I called two more rabbits that afternoon, growing more confident with each attempt.

The serpent’s call wasn’t about domination—it was about offering a kind of peace, a release from the constant vigilance that marked a prey animal’s existence.

I released one of them, still filled from the first. I had power, but I chose when to use it.

I was not a slave to the hunger within me.

As the sun began to set, I settled against a tree trunk, belly full but heart strangely empty.

The forest floor was hard without silk to cushion it, and every shadow could hold danger I didn’t know.

But I had done this. Had learned and succeeded, using the foundation Ysu had given me to build something new.

He had taught me all I needed. Tears rose in my eyes as I remembered how I thought he had kept things from me to keep me weak. He would have never done that. He had done everything he could to help me transform, to be what I was always meant to be.

As the sun set and the cold chill of winter and night settled over me, I found no warm arms to hold me.

The wind whipped the leaves, and I heard the forests call.

It was muffled, hidden beneath the thrum of Ysu’s venom, but I still heard it.

It offered purpose, but no comfort.
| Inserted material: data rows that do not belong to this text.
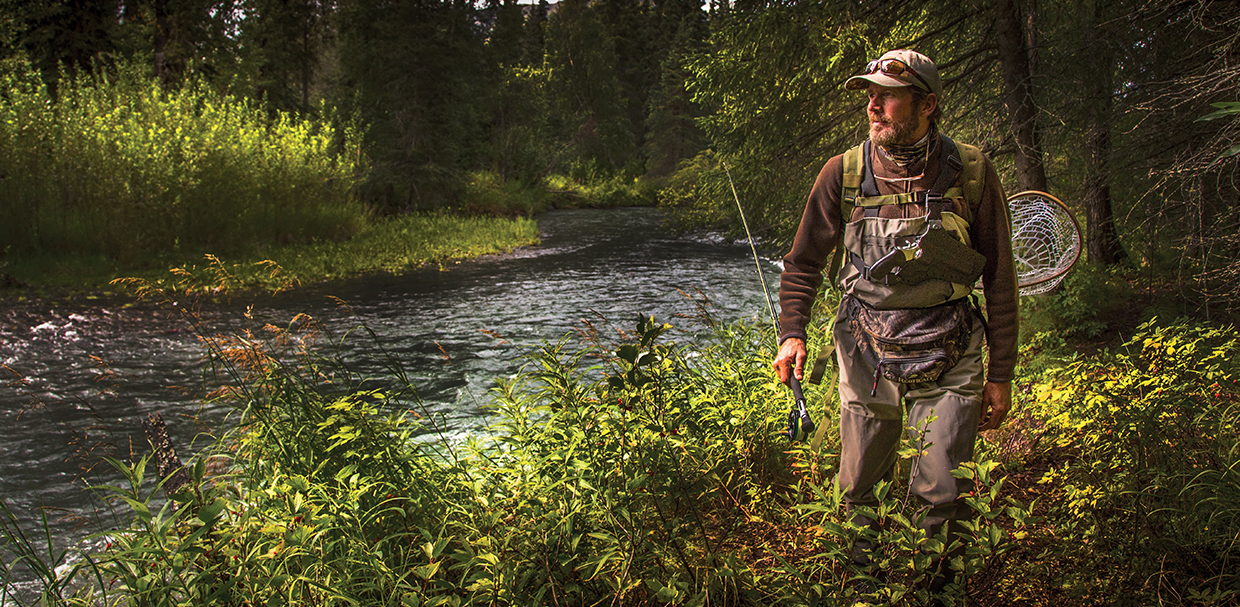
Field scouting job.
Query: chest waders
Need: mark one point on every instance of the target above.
(905, 279)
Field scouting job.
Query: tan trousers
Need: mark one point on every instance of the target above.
(871, 427)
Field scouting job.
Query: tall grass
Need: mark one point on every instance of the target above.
(114, 165)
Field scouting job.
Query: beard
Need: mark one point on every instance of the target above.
(897, 133)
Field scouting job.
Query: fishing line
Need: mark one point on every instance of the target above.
(800, 426)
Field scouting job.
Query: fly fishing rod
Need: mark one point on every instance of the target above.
(800, 426)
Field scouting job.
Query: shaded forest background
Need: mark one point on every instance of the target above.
(1122, 108)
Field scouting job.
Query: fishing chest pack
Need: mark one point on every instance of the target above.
(908, 280)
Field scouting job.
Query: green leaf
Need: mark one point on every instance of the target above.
(1224, 109)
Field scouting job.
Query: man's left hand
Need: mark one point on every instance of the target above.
(996, 403)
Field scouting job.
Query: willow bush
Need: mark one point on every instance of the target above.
(1145, 470)
(114, 165)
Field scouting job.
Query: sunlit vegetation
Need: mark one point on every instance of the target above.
(645, 471)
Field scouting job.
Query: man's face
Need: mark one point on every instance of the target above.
(893, 118)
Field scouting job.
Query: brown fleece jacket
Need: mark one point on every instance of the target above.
(822, 227)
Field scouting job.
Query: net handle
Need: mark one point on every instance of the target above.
(1076, 227)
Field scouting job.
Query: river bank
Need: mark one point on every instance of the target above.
(82, 372)
(389, 245)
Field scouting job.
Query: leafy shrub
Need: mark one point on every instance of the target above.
(635, 472)
(1152, 478)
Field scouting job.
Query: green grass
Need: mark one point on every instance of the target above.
(388, 245)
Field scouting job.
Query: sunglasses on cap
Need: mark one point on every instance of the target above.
(894, 68)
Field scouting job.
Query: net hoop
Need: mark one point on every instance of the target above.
(1045, 240)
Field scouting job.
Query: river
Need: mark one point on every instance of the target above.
(76, 378)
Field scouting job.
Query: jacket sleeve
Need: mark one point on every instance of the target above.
(811, 252)
(992, 237)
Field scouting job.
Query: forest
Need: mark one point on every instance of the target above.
(630, 468)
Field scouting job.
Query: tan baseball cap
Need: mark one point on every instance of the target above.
(899, 68)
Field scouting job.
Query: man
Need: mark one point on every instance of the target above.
(909, 166)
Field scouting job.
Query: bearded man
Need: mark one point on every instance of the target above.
(915, 221)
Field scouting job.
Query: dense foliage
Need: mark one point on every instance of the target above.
(650, 472)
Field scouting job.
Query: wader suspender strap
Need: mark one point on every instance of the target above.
(859, 180)
(933, 198)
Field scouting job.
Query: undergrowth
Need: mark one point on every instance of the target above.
(641, 471)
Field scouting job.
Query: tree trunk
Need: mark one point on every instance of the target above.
(1018, 96)
(1101, 240)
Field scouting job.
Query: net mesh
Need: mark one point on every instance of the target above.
(1045, 240)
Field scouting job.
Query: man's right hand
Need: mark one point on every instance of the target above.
(790, 359)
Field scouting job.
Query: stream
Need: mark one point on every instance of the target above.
(77, 377)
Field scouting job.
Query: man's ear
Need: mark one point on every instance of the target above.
(929, 104)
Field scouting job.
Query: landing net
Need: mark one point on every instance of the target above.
(1045, 240)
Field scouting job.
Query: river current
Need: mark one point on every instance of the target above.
(76, 378)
It required strength, but it had never held me when I was frightened.

I had choices to make. But alone on the cold ground, missing him more than I cared to admit, I wondered if freedom was worth the price of solitude.

Somewhere in the distance, a wolf howled—lonely despite the pack that surrounded her. And from another direction, carried on the night wind, came the faint sound of webs singing in an empty grove.